I hear people say all the time, this can't be all there is. But I have to say, when I feel Emma's little arms wrap around me in a hug, or when I look into her eyes and brush her hair back as she settles in for sleep at night, I can't imagine anything greater. I thank God for giving me this, and if it's all there is, it's enough. More than enough. It's amazing.

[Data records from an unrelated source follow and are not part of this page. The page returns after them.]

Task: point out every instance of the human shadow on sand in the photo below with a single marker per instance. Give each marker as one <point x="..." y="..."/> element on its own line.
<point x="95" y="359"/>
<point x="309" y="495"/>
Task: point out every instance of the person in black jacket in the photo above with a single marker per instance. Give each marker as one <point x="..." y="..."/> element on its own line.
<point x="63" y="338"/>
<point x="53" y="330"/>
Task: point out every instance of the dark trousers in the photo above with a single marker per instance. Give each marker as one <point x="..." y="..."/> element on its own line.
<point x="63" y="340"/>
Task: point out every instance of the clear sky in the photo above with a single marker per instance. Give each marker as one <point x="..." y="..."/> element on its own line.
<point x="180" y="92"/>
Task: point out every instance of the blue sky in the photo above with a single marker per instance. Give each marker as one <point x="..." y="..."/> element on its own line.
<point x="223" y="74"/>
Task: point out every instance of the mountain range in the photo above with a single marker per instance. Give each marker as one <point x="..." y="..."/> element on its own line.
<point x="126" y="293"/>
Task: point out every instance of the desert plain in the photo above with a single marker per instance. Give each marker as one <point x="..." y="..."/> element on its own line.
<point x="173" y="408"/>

Baby number two is moving inside me as I type too. I know it will be hard, really hard, at the beginning. Even though I have been hoping she would have been here by now, I am trying to remember to enjoy and relax even in these last few days. And I've realized that every day I wait for her is another I can share with Emma, just us. That's a good thing too. We had a really special day this weekend, a holiday Monday, where we went to the aquarium. Emma loves it there, and I made a point to let her see whatever she wanted, even if it meant seeing the same exhibit four times. She's so beautiful and precocious, and I was proud to watch her confidence around the bigger kids. She had such a great time, she kept running to me and hugging me and kissing me. We shared lunch, and she kept grabbing my hand through it and singing. And at the end of the day, tired finally and overexcited, I carried her out. Even though I usually head straight through the gift shop as fast as possible, this time I stopped and decided to get her something to remember our day. She was very into the turtles all day, so I picked up a soft soft stuffed turtle. She grabbed it instantly, carried it to the car all by herself (even though it's almost half her size), and for three nights now she has fallen asleep with it curled under her little arm. I don't know if it means anything real to her of if she remembers where it's from, but I do. My little girl. My big girl.